There is some antiquarian talk about the hill where the cave is being called Cademan Tor. Is that a corruption of a Celtic term for “Holy Hill”?

That night the narrator sleeps poorly, his dreams filled with Tudor dancing to Greek pipes around the altar. He wakes up worried and with good reason. The Apostles are gone. So is Tudor. So is the altar and the wheelbarrow Tudor used to haul it from the cave.

Intuitively, the narrator knows what’s going on. 

The two men rush to the cave.

There they find the Apostles bound up. Asmodeus is squatting on the altar, and Tudor, naked except for his “ecclesiastical cope” and “clerical collar”, is kissing Asmodeus’s butt, “giving it the notorious occulume infame, or Kiss of Shame”. 

It’s pretty clear what’s going on. The Apostles are about to be sacrificed to “hellish powers”.

The narrator pulls out a gun and shoots Tudor as he’s about to slit the throat of one of the Apostles. There is the sound of thunder and Tudor and Asmodeus vanish. 

We then get the explanation.

Tudor did die a year ago, went to Hell, and returned.

The narrator then points out an inscription on the altar: “to Apollos, Lugh of the Shadows”.  Tudor’s ritual was interrupted at just the right time to cause “that evil thought-form of the Satanist priest to dissolve for ever”. When Tudor vanished, his dog collar remained – and it’s made of human skin. 

The four men tell their story to the local coroner. He takes the easy route and doesn’t make the story public, and Tudor’s altar eventually goes to a museum.

It’s an ok story, skillful in its telling, but it has a couple of weak points. The title undercuts the suspense. We know, even before we get his name, Asmodeus is no good. The only question is if he is somehow controlling Tudor which, it turns out, he isn’t. Second, the dream and sudden intuition the narrator shows at the climax are a bit hard to swallow. Still, the idea of a clergyman returning from Hell with a demonic goat is interesting.

2 thoughts on ““The Demoniac Goat”

  1. EG August 22, 2020 / 4:25 pm

    Maybe I have a dubious taste, but it’s hard for me not to find an evocative title like “Demoniac Goat” appealing. However, I think “Asmodeus” would also have been a good title.

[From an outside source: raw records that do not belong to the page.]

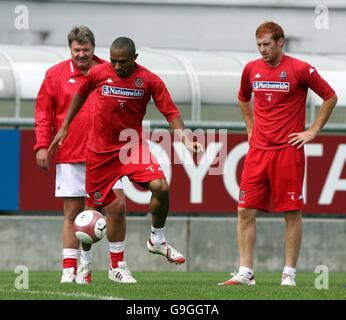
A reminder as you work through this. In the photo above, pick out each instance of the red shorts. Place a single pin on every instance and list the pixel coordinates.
(278, 173)
(104, 169)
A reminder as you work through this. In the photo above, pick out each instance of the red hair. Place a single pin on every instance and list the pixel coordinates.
(270, 27)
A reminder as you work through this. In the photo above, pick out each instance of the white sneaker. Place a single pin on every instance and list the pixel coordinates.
(238, 278)
(165, 249)
(84, 273)
(288, 279)
(68, 275)
(121, 274)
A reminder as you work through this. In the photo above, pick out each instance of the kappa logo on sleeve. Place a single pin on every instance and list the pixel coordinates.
(122, 92)
(271, 86)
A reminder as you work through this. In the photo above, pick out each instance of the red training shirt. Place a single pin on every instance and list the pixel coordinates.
(121, 103)
(60, 84)
(279, 98)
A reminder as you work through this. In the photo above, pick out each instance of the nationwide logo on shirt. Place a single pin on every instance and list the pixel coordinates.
(122, 92)
(271, 86)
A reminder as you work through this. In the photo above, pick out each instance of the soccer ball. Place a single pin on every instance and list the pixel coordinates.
(89, 226)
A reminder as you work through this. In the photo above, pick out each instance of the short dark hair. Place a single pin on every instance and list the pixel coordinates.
(124, 42)
(81, 34)
(270, 27)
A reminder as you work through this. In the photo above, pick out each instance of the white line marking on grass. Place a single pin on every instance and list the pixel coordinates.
(66, 294)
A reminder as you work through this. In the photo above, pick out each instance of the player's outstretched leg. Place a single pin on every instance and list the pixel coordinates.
(159, 204)
(84, 268)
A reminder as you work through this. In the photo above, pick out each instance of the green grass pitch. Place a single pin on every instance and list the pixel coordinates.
(171, 286)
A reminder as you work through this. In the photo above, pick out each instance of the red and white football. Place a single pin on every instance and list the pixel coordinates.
(90, 226)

    I’ve also just read the article about Dare’s peculiar habit of stealing books and other things and so easily getting caught. As the article says, he was certainly no criminal mastermind. And since he was a rather strange person, it’s only natural that his defence attorney came up with a strange defence at one of his trials:

    “The defence argued that Dare’s illness had brought about hysteria, which had caused a ‘dissociation of personality.’ “

    • marzaat August 22, 2020 / 5:18 pm

      It is a good title. It’s just that, like some other titles, telegraphs things a bit too much — unless you’re going to structure the story to mention the demoniac goat right up front.

      Yes, Dare sounds like quite a character. I am kind of curious about his book though.